At the beginning of the pandemic, for many, masks felt like an unusual addition to the daily wardrobe as they concealed parts of the face normally exposed. Through this art instalment, Sealey curates a reclaiming of the masks as tools for students’ individual expression during the time of virtual learning and social seclusion.

The projection of this pandemic art marks students’ re-emergence into in-person school life this fall, and the resumption of social interaction, albeit with masks still very much a part of everyday life.

For many, Sealey says taking in the exhibition was a moving experience that shone a “light in the darkness” of the COVID era.

“Several people said to me while they were viewing the art that they didn’t realize, and neither did I, that there was going to be so much emotion embedded in these shows, both through the poetry and through the art,” said Sealey. “You could literally feel what the students were feeling as they were making their art.

“When art is used as a tool to express one’s creativity and one’s identity in the midst of a collective that is a classroom, a school, a city, what you wind up seeing is a map of identity that tracks across the city.”

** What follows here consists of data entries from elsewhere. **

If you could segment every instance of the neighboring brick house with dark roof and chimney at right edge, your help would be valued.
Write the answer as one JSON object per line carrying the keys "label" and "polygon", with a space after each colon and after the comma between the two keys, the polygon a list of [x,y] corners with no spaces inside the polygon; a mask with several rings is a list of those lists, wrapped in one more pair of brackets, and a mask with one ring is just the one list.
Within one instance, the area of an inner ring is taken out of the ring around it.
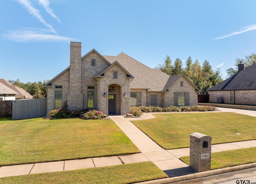
{"label": "neighboring brick house with dark roof and chimney at right edge", "polygon": [[207,90],[211,103],[256,105],[256,63],[244,69],[238,65],[238,73]]}

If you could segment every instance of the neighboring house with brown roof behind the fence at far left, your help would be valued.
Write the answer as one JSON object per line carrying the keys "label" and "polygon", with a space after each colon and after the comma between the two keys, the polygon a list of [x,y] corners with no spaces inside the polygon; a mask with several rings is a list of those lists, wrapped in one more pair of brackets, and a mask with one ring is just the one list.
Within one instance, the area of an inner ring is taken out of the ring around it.
{"label": "neighboring house with brown roof behind the fence at far left", "polygon": [[0,83],[2,83],[6,87],[8,87],[8,88],[10,88],[10,89],[12,89],[13,91],[16,92],[16,95],[15,95],[16,100],[18,100],[18,99],[32,99],[33,98],[33,96],[30,95],[28,92],[26,92],[24,89],[22,89],[20,87],[17,87],[16,85],[12,85],[11,83],[6,81],[5,79],[0,79]]}

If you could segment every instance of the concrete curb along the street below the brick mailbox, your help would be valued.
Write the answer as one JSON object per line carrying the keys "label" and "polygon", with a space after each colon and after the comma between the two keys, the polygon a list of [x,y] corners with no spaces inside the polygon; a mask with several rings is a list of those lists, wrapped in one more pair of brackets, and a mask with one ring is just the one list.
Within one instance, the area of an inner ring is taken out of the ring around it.
{"label": "concrete curb along the street below the brick mailbox", "polygon": [[204,178],[204,177],[213,176],[213,175],[226,174],[228,172],[235,172],[235,171],[246,170],[246,169],[250,169],[250,168],[256,168],[256,162],[250,163],[250,164],[244,164],[244,165],[240,165],[240,166],[232,166],[232,167],[227,167],[227,168],[222,168],[222,169],[197,172],[194,174],[188,174],[188,175],[184,175],[184,176],[176,176],[176,177],[172,177],[172,178],[163,178],[163,179],[151,180],[151,181],[147,181],[147,182],[140,182],[140,184],[172,184],[172,183],[176,183],[176,182],[196,180],[199,178]]}

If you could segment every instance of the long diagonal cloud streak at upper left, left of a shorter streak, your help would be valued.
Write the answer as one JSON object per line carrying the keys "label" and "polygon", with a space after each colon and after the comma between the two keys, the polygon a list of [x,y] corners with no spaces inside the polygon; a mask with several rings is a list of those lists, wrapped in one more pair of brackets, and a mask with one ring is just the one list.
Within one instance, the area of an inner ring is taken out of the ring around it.
{"label": "long diagonal cloud streak at upper left, left of a shorter streak", "polygon": [[52,27],[52,25],[48,24],[41,16],[40,11],[36,8],[34,8],[28,0],[18,0],[18,2],[25,6],[25,8],[28,10],[28,12],[35,16],[40,22],[42,22],[46,27],[50,29],[51,32],[54,34],[57,34],[56,30]]}

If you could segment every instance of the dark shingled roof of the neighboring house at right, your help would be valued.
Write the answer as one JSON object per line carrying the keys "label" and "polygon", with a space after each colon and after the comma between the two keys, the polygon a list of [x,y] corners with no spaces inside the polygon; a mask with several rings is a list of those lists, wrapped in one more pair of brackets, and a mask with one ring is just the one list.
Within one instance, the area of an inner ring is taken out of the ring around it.
{"label": "dark shingled roof of the neighboring house at right", "polygon": [[207,91],[256,90],[256,63]]}

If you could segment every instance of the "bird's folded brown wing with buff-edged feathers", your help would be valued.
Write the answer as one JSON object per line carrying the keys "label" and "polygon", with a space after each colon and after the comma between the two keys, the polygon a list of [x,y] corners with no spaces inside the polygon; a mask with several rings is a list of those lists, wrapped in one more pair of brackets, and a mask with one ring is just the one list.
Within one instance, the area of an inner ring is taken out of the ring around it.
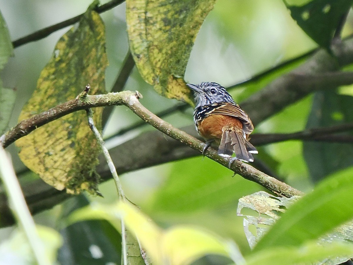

Jody Conley, senior art teacher at Marshal McLuhan, says projecting art on the school building was a powerful experience for students and staff. Under the theme of creating art around the five objects that got them through the pandemic, Conley received submissions in many different forms. A student’s ode to their mother working in health care was one of the standout submissions from the school.

Conley says students are still making art and remain very engaged in the mask project, which she hopes is a sign that the Mask4Aid initiative could continue well into the future.

“There are students that are still creating under the theme of the importance of the mask,” said Conley. “A lot of older people are saying it’s tough wearing them but for these kids, it’s just a part of who they are now, and they see it in art.”

When the call went out to the boards in September, teachers began contacting Sealey to say their schools were interested in being a projection site for the project. After Sealey received a permit to integrate the Malting Silos as a site for the installation, he amalgamated the art from four downtown schools for one all-inclusive projection evening which concluded the exhibition on Oct. 22.

One of the progressive things to have come from the pandemic, Sealey says, is the increase and greater investment in public art projects, which create opportunities to connect and engage around art. Mask4Aid was funded through the city’s ArtworxTO: Toronto’s Year of Public Art 2021-2022 program, a year-long celebration of Toronto’s public art to support artists and projects that reflect Toronto’s diversity and create opportunities for greater public engagement.

Making art more accessible to a demographically and economically diverse audience is a trend Sealey hopes will continue.

“This has nothing to do with commerce, but only to do with enjoyment, it’s to do with culture, it’s to do with expression, it’s to do with identity,” said Sealey. “For Toronto to recognize that, as multicultural a city as it is and continues to be, I think it’s showing a degree of wisdom. To let young people express themselves and learn about others through art is I think a very good direction in which to take the city.”